Research Interests

My research focus is on Auditory Cognitive Neuroscience with a particular focus on speech perception, bridging the gap between Cognitive Psychology/Neuroscience and the Linguistic disciplines Phonetics, Phonology, and Morphology. A further interdisciplinary research interest relates to aesthetic aspects of speech perception.

Auditory Cognitive Neuroscience


How are auditory categories formed? My research interest concerns behavioral as well as brain imaging signatures for auditory category learning. How can the brain selectively attend to particular cues in complex sounds (including speech), and how does internal or external noise affect this ability? Our research models response strategies in auditory categorization that lets us better understand how acoustic cues are adaptively used, and what role selective attention plays in adaptive listening behavior. A further interest is how the auditory system gains stability by predictive mechanisms, and how speech makes use of these auditory capacities. Necessarily, an entailment of this research is how far speech is special.


Phonetics


How is speech characterized acoustically? What are phonetic categories, what acoustic cues are used to perceive these categories, and how are these categories represented? These questions are in the center of my phonetic research. I have worked on speech perception models using invariant features which classify the surface characteristics of speech sounds. Phonetic features appear to be language specific, and even differ between dialects. However, the features are robust with regard to extra-linguistic information (i.e. information which is not primarily used to distinguish between speech sounds). Extra-linguistic information seems to be evaluated in parallel and can tune or alter the formation of phonetic categories from the acoustic input.


Phonology


My approach to phonology is based on featural representations.
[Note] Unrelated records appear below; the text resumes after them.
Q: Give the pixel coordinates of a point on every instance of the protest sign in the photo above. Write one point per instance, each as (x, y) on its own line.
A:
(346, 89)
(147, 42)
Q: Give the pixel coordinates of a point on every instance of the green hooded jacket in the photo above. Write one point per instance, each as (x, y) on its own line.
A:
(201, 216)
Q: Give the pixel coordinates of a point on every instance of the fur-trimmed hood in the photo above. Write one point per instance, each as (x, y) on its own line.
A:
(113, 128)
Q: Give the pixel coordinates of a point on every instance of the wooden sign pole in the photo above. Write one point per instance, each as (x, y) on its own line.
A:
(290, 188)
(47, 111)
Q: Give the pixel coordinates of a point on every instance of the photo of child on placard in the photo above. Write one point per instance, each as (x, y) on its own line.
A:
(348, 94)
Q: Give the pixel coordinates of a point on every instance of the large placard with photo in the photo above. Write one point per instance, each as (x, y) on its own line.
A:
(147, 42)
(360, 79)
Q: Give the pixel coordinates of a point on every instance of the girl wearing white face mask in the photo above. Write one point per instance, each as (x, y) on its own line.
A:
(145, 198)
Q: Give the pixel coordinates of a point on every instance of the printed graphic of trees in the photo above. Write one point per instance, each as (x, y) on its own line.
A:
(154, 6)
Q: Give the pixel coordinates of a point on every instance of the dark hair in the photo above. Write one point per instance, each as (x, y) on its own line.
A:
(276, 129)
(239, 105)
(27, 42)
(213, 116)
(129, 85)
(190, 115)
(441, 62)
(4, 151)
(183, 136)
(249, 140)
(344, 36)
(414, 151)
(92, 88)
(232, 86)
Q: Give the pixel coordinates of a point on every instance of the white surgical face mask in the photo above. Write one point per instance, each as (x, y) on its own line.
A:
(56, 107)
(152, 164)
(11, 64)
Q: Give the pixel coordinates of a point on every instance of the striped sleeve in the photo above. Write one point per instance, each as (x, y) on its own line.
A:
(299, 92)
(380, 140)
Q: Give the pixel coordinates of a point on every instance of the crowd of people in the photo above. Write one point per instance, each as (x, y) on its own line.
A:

These representations are a further abstraction from the phonetic (surface) feature. They capture and account for phenomena such as allophony, vowel harmony, or assimilation. A further underlying assumption is that certain feature values are not specified and that this non-specification is informative if evaluated against other, specified features. Crucially, the interface of phonetic and phonological processing is characterized by a mapping mechanism of phonetic onto more abstract phonological features. Phonological representations are language-specific insofar as they determine the organization and structure of the sound space in each language. I have also been working on the featural modelling of diachronic change and grammaticalization.


Morphology


The main focus in morphology is on inflectional processes. I assume a Lexical Phonologist framework, which I think is compatible with the featural phonological assumptions. I have worked on the Umlaut alternation in the plural of German nouns and tried to provide a synchronic as well as a diachronic featural account. Another area of interest covers the organization of inflectional classes and the processing of regular versus irregular inflectional forms. With regard to German verbs, I think that learnability improves if the irregular preterite forms are taken as the basis, instead of the infinite forms.


Psycholinguistics


Psycholinguistics in my view is the experimental assessment of linguistic competence and performance in all areas of Linguistics by means of psychological, behavioural methods. Based on my interests in Phonetics, Phonology, and Morphology, my psycholinguistic experiments have concentrated on these realms. In Phonetics, experimental work involved categorical perception experiments, identification and discrimination of speech sounds. In Phonology, I have used the gating paradigm, while for Morphology and the morpho-phonological interface, the experimental method has been lexical decision with priming (form priming, morphological priming, semantic priming). Although my focus is on spoken language, my experiments in Psycholinguistics have always been concerned with orthographic effects on auditory perception. Regarding language change, I have worked on the New Zealand English short front vowel shift in comparison to American English varities without such changes.


Neurolinguistics


Neurolinguistics for me provides the surrounding for the bigger picture regarding language in human beings. I see it as a discipline which can make crucial contributions towards a better understanding of the neuronal underpinnings of human language. My fields of neurolinguistic expertise are in EEG and MEG. I have conducted several studies concerned with theory-driven questions in Phonetics, Phonology, and Morphology. Using ERPs, I investigated the German Umlaut alternation and the time course of lexical access in semantic fragment priming. In my MEG studies (using data from sensor as well as source space), I tackled the issues of acoustic-gradient versus phonological-categorical perception. Further, I am interested in testing the abstractness of phonological features with regard to their acoustic and articulatory bases. Finally, based on psycholinguistic work on English varities and dialects, I found evidence of dialectal categories which are extracted very early in the course of speech perception.


Aesthetic Speech


Finally, I am interested in non-communicative functions of speech, predominantly in aesthetic usage and appreciation of speech and its relation to music, as seen in poetry. Here, I am focusing on regular (predictable) aspects of temporal and spectral characteristics (i.e. meter and rhyme), how they can be quantified and how they can be measured using behavioral and neuroimaging methods.